Giuro che non riesco a godere delle disgrazie del PDL in Lazio ed in Lombardia.
E’ talmente svilente quello che sta succedendo, che la Polverini e Formigoni farebbero bene a tirarsi indietro per non assecondare il cialtronismo delle liste che li sostengono.

Mario Calabresi è d’accordo con me ed invoca il ritorno alle promesse elettorali.

Si dice da mesi che gli ultimi tre anni della legislatura, un periodo insolitamente lungo senza nessun appuntamento elettorale nazionale, potrebbero essere una grande occasione per fare riforme. Ma non si capisce quali e guidate da quale visione. Però non è immaginabile pensare di vivere 36 mesi in cui la politica si prepara soltanto ad un ipotetico dopo-Berlusconi.
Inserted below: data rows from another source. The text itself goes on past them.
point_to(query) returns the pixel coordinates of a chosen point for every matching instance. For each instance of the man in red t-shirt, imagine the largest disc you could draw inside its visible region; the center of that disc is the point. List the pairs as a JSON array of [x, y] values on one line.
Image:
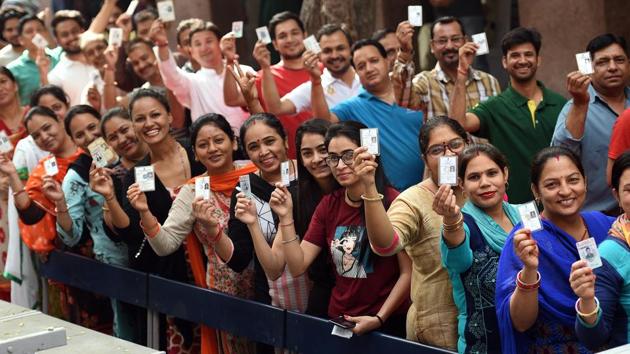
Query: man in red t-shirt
[[287, 34]]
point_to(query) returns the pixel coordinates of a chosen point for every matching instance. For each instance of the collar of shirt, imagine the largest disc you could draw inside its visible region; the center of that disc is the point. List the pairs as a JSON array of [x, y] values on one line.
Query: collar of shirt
[[441, 75]]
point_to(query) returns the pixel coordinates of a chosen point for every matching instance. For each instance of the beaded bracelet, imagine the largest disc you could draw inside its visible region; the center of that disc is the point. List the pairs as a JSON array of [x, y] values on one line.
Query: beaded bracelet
[[585, 315], [525, 286]]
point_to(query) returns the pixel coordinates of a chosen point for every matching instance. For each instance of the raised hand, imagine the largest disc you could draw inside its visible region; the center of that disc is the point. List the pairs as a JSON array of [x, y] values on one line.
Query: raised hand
[[281, 202], [262, 55], [577, 85], [52, 189], [137, 199], [404, 34], [364, 166], [245, 210], [526, 248]]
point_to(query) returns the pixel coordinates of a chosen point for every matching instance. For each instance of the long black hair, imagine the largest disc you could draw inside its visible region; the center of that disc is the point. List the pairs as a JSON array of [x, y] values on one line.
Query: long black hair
[[309, 191]]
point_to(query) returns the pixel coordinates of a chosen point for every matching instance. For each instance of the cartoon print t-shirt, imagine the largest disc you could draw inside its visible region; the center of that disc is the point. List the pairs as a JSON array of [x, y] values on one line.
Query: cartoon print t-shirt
[[363, 279]]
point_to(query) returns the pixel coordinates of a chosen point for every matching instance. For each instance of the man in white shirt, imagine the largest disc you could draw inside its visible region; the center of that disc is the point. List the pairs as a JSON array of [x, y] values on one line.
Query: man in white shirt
[[201, 92], [9, 20], [339, 79]]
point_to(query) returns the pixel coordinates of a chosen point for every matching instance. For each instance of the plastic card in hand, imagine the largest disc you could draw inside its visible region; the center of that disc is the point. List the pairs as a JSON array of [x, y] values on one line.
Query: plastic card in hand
[[115, 37], [263, 34], [530, 217], [447, 170], [39, 41], [102, 154], [5, 143], [246, 187], [166, 10], [311, 44], [588, 251], [415, 15], [145, 177], [50, 166], [481, 40], [341, 332], [369, 139], [284, 171], [132, 7], [585, 64], [202, 187], [237, 29]]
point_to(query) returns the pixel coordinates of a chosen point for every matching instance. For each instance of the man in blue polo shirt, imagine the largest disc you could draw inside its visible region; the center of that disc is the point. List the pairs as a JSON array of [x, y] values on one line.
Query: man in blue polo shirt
[[376, 107]]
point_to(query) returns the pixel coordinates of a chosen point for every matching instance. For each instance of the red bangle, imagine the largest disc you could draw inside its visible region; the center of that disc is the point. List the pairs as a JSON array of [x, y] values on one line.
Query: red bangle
[[526, 286]]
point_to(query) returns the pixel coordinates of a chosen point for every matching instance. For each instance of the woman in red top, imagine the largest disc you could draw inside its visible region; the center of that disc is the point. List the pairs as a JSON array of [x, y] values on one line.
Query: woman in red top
[[370, 290]]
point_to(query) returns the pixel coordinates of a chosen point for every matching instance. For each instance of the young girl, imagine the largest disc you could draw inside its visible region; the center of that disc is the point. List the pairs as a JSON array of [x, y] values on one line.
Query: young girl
[[472, 240]]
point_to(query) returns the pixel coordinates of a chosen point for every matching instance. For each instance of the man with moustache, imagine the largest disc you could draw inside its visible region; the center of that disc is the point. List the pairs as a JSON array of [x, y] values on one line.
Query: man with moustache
[[520, 121], [9, 19], [339, 79], [287, 35], [431, 89], [586, 122], [375, 106]]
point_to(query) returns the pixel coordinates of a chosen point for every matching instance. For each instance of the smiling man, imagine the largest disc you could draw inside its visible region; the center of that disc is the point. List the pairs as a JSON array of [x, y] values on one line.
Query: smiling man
[[586, 121], [520, 121]]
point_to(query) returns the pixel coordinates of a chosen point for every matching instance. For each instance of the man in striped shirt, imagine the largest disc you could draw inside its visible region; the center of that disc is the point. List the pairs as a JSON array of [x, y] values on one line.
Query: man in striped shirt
[[430, 89]]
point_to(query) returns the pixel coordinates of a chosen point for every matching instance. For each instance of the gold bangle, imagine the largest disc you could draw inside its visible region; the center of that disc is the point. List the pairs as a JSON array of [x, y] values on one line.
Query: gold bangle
[[289, 241], [378, 198]]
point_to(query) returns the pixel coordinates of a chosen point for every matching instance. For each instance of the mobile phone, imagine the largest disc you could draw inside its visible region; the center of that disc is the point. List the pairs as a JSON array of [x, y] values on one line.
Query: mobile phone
[[342, 322]]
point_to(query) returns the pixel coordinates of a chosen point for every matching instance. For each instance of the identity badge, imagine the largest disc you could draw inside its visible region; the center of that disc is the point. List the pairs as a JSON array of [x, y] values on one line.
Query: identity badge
[[585, 64], [415, 15], [145, 177], [39, 41], [202, 187], [246, 187], [311, 44], [166, 10], [102, 154], [263, 34], [369, 139], [447, 170], [529, 216], [115, 37], [5, 143], [481, 40], [588, 251], [284, 171], [237, 29], [132, 7], [50, 166]]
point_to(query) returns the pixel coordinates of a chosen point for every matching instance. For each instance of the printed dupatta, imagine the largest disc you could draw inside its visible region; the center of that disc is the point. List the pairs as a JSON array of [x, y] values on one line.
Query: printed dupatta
[[40, 236]]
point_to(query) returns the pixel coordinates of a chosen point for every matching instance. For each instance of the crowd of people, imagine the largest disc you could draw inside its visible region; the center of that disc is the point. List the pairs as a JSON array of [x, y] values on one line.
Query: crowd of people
[[375, 239]]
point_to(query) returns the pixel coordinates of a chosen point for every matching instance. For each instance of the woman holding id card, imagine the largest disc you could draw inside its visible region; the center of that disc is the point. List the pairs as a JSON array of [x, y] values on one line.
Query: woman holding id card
[[534, 300], [604, 293], [472, 240]]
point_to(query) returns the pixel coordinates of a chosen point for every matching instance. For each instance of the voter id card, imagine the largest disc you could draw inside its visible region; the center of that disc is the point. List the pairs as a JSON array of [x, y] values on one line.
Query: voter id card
[[311, 44], [585, 64], [588, 251], [50, 166], [530, 217], [202, 187], [145, 177], [245, 185], [263, 34], [369, 139], [481, 40], [447, 170]]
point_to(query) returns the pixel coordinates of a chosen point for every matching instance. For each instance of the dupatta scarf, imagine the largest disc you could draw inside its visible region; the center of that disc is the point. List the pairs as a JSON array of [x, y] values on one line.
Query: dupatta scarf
[[556, 300], [40, 236]]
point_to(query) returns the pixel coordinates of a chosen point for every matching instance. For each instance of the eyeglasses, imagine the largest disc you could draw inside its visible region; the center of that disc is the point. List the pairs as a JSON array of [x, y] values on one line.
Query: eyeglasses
[[455, 39], [332, 160], [454, 145]]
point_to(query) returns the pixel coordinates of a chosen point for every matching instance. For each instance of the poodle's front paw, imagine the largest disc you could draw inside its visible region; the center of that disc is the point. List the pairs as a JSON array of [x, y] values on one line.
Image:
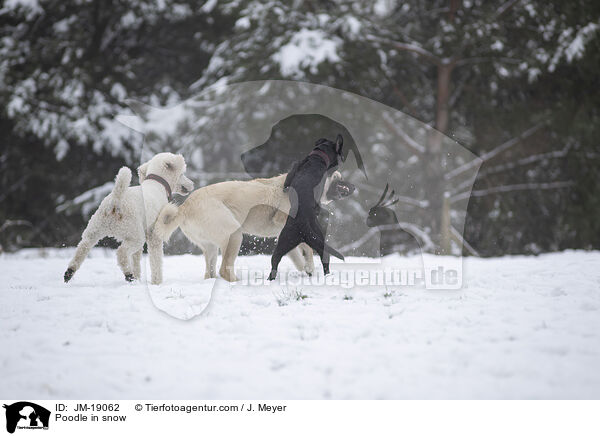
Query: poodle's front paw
[[69, 274]]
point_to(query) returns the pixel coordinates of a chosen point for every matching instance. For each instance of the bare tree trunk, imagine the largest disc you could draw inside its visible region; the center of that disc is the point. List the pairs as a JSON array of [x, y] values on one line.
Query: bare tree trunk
[[438, 200]]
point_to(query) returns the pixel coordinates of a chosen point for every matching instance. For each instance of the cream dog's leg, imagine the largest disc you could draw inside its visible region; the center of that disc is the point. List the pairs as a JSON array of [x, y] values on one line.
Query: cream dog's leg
[[137, 264], [230, 252]]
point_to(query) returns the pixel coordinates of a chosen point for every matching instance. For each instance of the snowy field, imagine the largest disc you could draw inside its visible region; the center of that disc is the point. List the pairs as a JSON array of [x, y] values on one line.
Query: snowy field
[[521, 327]]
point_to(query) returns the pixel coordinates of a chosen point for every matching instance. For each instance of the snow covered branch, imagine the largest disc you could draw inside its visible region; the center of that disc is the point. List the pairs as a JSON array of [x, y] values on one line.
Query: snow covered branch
[[557, 154], [408, 200], [511, 188], [422, 236], [413, 48], [462, 241], [409, 141], [504, 8], [494, 152]]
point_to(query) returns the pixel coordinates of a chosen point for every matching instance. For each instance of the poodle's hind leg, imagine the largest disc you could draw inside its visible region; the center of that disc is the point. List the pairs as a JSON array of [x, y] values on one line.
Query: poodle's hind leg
[[124, 255], [210, 252], [137, 264], [91, 235]]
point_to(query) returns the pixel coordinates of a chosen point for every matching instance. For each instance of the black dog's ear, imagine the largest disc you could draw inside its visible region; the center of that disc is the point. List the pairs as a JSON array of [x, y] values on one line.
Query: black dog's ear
[[339, 143]]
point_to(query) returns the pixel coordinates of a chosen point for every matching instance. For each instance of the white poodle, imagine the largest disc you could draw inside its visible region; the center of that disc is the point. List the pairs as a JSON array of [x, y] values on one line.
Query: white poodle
[[128, 214]]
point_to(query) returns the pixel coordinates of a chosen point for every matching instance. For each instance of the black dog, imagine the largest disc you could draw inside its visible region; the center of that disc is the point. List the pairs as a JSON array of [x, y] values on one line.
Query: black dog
[[306, 179]]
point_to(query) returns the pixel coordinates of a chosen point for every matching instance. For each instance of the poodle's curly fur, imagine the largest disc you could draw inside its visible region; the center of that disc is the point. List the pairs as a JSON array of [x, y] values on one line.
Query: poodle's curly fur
[[128, 214]]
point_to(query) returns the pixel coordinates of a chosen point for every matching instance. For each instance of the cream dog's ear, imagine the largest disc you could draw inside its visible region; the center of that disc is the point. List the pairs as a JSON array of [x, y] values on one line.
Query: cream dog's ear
[[143, 171]]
L’unica certezza è che avremmo bisogno di molto più dibattito, di proposte, idee e parole e di molti meno silenzi. Non è blindando tutto che si riconquista la fiducia degli elettori, una fiducia che sta scendendo ai livelli più bassi: i cittadini sembrano aspettarsi qualunque cosa o forse sarebbe meglio dire che non si aspettano più niente dalla politica. E questa è la cosa che allarma di più. Viene da rimpiangere quell’ironica richiesta scritta con la vernice pochi anni fa su un muro di Brescia: «Basta con i fatti, vogliamo promesse».